Maximum allowed capital cost¶

The maximum allowed capital cost is the installation cost that would lead to a maximum payback period of 5 years. The reason to calculate the maximum allowed capital cost instead of the payback period directly is because of the subjectiveness associated with the installation metrics. The qualitative nature of the installation metrics could hamper the quantification of the payback period. On the contrary, the maximum allowed capital cost to obtain a fixed payback period of 5 years can be objectively quantified if a baseline controller is established as a reference. First, the operational savings per year are calculated as:

\[S_{1 year} = C_{1 year}^{old}-C_{1 year}^{new}\]
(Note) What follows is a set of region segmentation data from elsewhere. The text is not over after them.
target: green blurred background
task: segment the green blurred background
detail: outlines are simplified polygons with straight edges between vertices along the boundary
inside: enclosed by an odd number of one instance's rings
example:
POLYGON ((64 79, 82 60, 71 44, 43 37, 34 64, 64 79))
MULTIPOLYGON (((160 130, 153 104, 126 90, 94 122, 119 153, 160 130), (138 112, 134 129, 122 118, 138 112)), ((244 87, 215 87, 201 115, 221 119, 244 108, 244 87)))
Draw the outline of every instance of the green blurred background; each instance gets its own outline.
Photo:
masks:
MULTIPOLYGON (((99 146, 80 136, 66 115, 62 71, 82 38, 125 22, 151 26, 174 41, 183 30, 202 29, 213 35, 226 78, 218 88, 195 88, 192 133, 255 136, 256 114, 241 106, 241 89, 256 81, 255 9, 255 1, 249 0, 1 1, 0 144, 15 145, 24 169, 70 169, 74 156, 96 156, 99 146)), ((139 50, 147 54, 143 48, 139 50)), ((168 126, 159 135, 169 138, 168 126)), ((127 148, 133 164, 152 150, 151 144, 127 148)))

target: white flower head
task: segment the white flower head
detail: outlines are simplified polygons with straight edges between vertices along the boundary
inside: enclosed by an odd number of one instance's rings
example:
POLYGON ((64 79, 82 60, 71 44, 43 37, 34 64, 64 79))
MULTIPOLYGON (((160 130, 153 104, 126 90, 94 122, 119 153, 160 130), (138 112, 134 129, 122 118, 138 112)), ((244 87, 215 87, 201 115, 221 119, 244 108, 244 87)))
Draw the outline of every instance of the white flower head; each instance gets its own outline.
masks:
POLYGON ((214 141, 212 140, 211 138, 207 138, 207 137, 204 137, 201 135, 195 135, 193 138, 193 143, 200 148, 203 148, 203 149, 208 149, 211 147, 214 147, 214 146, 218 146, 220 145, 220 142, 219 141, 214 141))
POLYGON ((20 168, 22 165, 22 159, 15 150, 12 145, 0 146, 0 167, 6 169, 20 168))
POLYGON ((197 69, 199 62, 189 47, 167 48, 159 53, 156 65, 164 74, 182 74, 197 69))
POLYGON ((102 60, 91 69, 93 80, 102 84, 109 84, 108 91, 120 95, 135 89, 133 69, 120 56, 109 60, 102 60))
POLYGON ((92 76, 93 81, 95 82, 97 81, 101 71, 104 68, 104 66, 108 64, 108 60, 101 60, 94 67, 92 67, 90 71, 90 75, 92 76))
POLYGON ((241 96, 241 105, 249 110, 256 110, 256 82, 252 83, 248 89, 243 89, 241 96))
These savings are computed as the difference between the operational cost of the old controller (the baseline) and the new controller. Notice the way to calculate these costs is the same as defined in the total operational cost KPI defined before for a given time period of one year and the selected tariff. The maximum allowed capital cost for the controller to get a payback period of 5 years is then calculated as:

\[CAPEX_{max}^{5 years} = 5 S_{1 year}\]

The judgement of whether it is worth to install the new controller relies on the BOPTEST user, who can use the objective quantification of this KPI to take the decision.

Calculation Module¶

A KPI calculation module is implemented that calculates the core KPIs during the test case simulation by computing KPIs on the fly in order to provide feedback to the controller or only for informative purposes. Upon deployment of the test case, the module first use the KPI JSON (kpis.json) to associate model output names with the appropriate KPIs through the specified KPI annotations.